You have to wonder if Hiroki Kuroda isn't a little bit like the lightning streaking across the Yankees' tarp-covered field Wednesday afternoon. He's been often surprising, sometimes powerful, and, in his two previous starts against the Angels and the Red Sox, frustratingly fleeting.
So which one was it going to be against the Blue Jays? The pitcher who showed signs of brilliance while helping anchor a rotation that was missing Andy Pettitte and CC Sabathia? Or the other guy? The one who was shellacked the last time he faced the Blue Jays, and gave up a total of 11 runs and 18 hits in his previous two starts, both no-decisions.
Well, far be it for Kuroda to start being predictable now. The 37-year-old righthander withstood a 51-minute lightning delay to start the game and went on to shut down the team that hit him up for seven runs in May. He allowed no runs on four hits with five strikeouts in the 61/2-inning, rain-shortened 6-0 victory. It was technically the third complete game of his five-year career.
"I try not to think about my last two outings as much as possible," Kuroda said through his interpreter. "I don't want to dwell on it and just regroup myself and focus on today's game."
That was easy enough, especially with the Yankees supplying four first-inning runs against the Jays' lefty starter, Ricky Romero. Kuroda, in turn, used his spot-on splitter to fan four batters in the first two innings, all on swinging third strikes. He didn't allow an extra-base hit until J.P. Arencibia's leadoff double in the fifth.
"His splitter was really good today -- one of the better splits that he's had," manager Joe Girardi said. "He located his fastball extremely well, in and out to righthanders. And he kept away from the first guy getting on today, which has plagued him in his last couple starts . . . He kept them in check for most of the game."

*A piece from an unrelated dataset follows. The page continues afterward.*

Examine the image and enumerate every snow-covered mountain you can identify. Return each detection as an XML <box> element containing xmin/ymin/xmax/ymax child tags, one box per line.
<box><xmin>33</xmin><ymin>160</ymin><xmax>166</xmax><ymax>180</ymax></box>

Kuroda (9-7, 3.46 ERA) earned his third win in a row and has won all four of his day starts this season, not allowing a run in those 30 innings. And despite his recent missteps, Girardi said the most important thing was ensuring that Kuroda bounced back mentally because Girardi thought he pitched well in his last start against the Angels, when he allowed eight hits and five runs in 71/3 innings.
"I thought he threw the ball great his last start," Girardi said. "He ended up giving up five runs and you look at that and say wow . . . I think important because guys don't want to have two outings where they don't pitch what they're capable of. They want to turn it around the next day."
Kuroda said the run support allowed him to be more aggressive against the Toronto lineup, which seemed particularly punchless coming into the game on a two-game losing streak and lost third baseman Brett Lawrie on a freakish flip into the photographer's pit in the third inning. X-rays on Lawrie's right calf came back negative and he's listed as day-to-day.
"Especially when you have that type of run support early in the game, you can be aggressive and try to go inside on righties or the lefties," Kuroda said. "When I have my splitter, I can get a lot of strikeouts and for this lineup, I think that was really effective."